Pour le Form 8938, une pénalité initiale de 10 000 dollars peut être appliquée et augmenter après mise en demeure, jusqu’à un total de 60 000 dollars, sans exclure d’autres conséquences civiles ou pénales. Pour le FBAR, les montants sont indexés et dépendent notamment du caractère volontaire du manquement. 

7. Sortir du système fiscal américain

La renonciation à la citoyenneté américaine ou l’abandon d’une green card détenue pendant une période suffisamment longue peut relever du régime de l’IRC § 877A. Un contribuable peut notamment être qualifié de covered expatriate s’il franchit le seuil de patrimoine net, le seuil d’impôt moyen défini par les textes, ou s’il ne certifie pas avoir respecté ses obligations fiscales fédérales pendant les cinq années précédant l’expatriation. Le régime repose principalement sur une cession réputée des actifs à leur valeur de marché, après application d’un montant d’exclusion indexé. Des règles particulières s’appliquent notamment à certains comptes à imposition différée, aux intérêts dans des trusts et aux transmissions ultérieures à des bénéficiaires américains. Une expatriation fiscale ne se prépare donc pas le jour de la renonciation. Elle suppose de reconstituer la conformité fiscale, de valoriser les actifs, d’identifier les éléments soumis à des régimes particuliers et de mesurer les conséquences migratoires, successorales et familiales d’une décision souvent irréversible.

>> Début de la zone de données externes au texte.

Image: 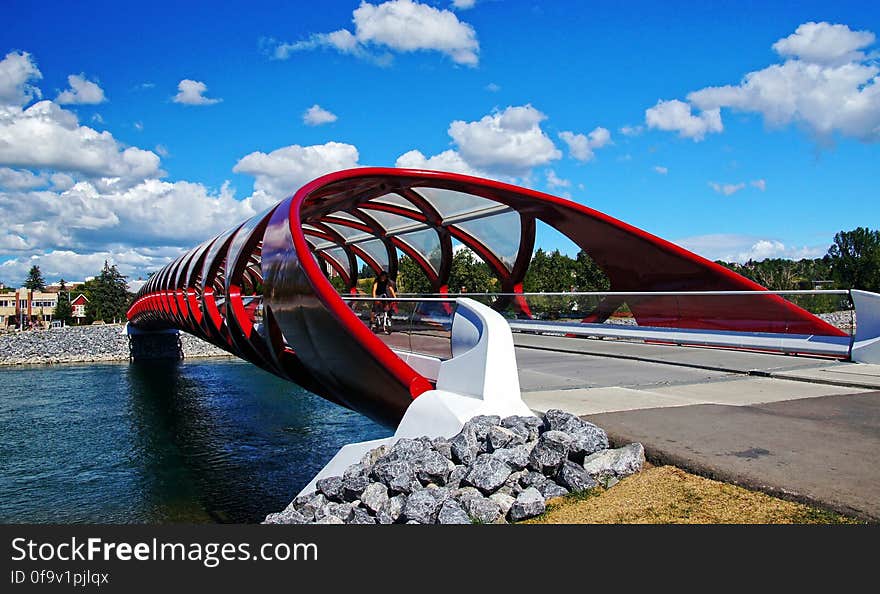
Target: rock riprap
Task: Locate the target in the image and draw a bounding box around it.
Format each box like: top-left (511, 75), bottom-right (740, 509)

8. Méthode de sécurisation

Avant toute expatriation ou opération patrimoniale transatlantique, il est recommandé de : - établir une chronologie des nationalités, visas, périodes de détention d’une green card, jours de présence, domiciles et États de rattachement ; - cartographier les revenus mondiaux et leur source ; - inventorier les comptes, pouvoirs de signature, contrats d’assurance-vie, PEA, PER, fonds, sociétés, trusts et démembrements ; - classifier chaque entité et chaque support selon le droit fiscal américain avant de déterminer les formulaires requis ; - vérifier les obligations d’information indépendamment de l’existence d’un impôt à payer ; - coordonner les conseils français et américains avant une donation, une cession, un déménagement ou une renonciation à la citoyenneté ou à la green card.

Conclusion

Pour une famille franco-américaine, la difficulté naît moins d’un taux isolé que de l’interaction entre deux systèmes. Une enveloppe exonérée en France peut devenir fiscalement inefficace aux États-Unis ; une entité française peut changer de qualification ; une convention peut neutraliser une double imposition sans supprimer une obligation déclarative ; enfin, un départ physique peut laisser subsister une résidence fiscale fondée sur la citoyenneté ou la détention d’une green card. Le bon réflexe est donc préventif : qualifier le contribuable, ses actifs et ses flux avant l’opération. En fiscalité transatlantique, une restructuration tardive coûte presque toujours plus cher qu’un audit préalable.